En fin d’après-midi, à quelques mètres de mon bouchon qu’un gardon énergique faisait danser sous les branches d’un saule majestueux, une éphémère gerbe argentée éclaboussa la surface : la blanchaille paniquée fuyait une attaque. La chasse du brochet m’avait fait tressaillir. Le regard de Félicien m’électrisa. Ses yeux semblaient me dire : « Il est à toi, ne le rate pas… » Le brochet allait-il mordre à ma ligne ou résisterait-il à la tentation d’attaquer mon vif ? La réponse fut celle que j’espérais et que j’appréhendais à la fois. Mon bouchon se mit à danser de plus belle, puis se souleva mollement avant de plonger en force et disparaître. Mon cœur s’affolait. Mes oreilles bourdonnaient. Je n’entendais plus les grenouilles moqueuses. Dans ces moments d’intense émotion, le temps n’existe plus, le cadre de l’existence se restreint. Seul compte l’instant présent qui nous accapare. Pourtant, je ne me rappelle pas avoir saisi ma gaule, ni avoir tendu mon fil avant de ferrer. Mais je l’ai fait, et « sacrément bien fait », comme le dit Félicien sur le chemin du retour en jetant lourdement sa veste sur mes épaules déjà mouillées par l’orage qui fracassait le ciel comme pour annoncer la naissance du Prince de l’eau. Mon enthousiasme et mon impatience avaient considérablement rallongé la Grand-rue, me faisant instinctivement forcer le pas.

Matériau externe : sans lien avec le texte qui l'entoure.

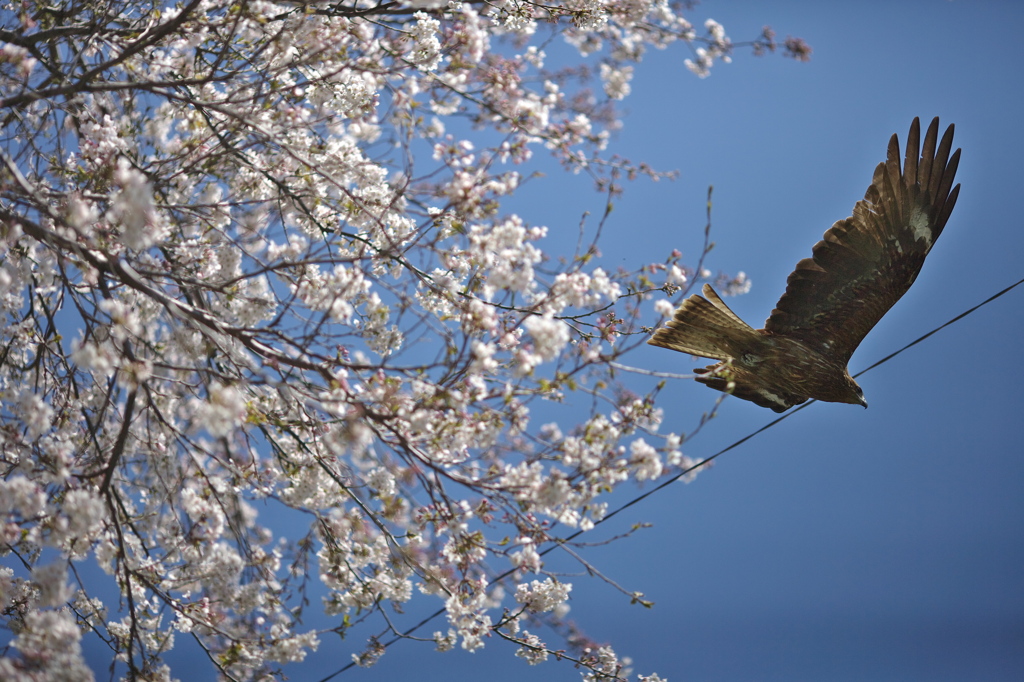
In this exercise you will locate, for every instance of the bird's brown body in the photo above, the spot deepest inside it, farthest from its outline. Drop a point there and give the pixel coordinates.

   Mon retour à la maison fut salué par les manifestations d’admiration de mes parents. Félicien resta pour l’apéritif et nous confia que son premier brochet mesurait cinquante-trois centimètres. Huit de moins que le mien ! Toute la soirée, je vis de la fierté dans le regard de mon père.
À treize ans, même pour un prince de l’eau, il n’y a rien de mieux que la fierté d’un père.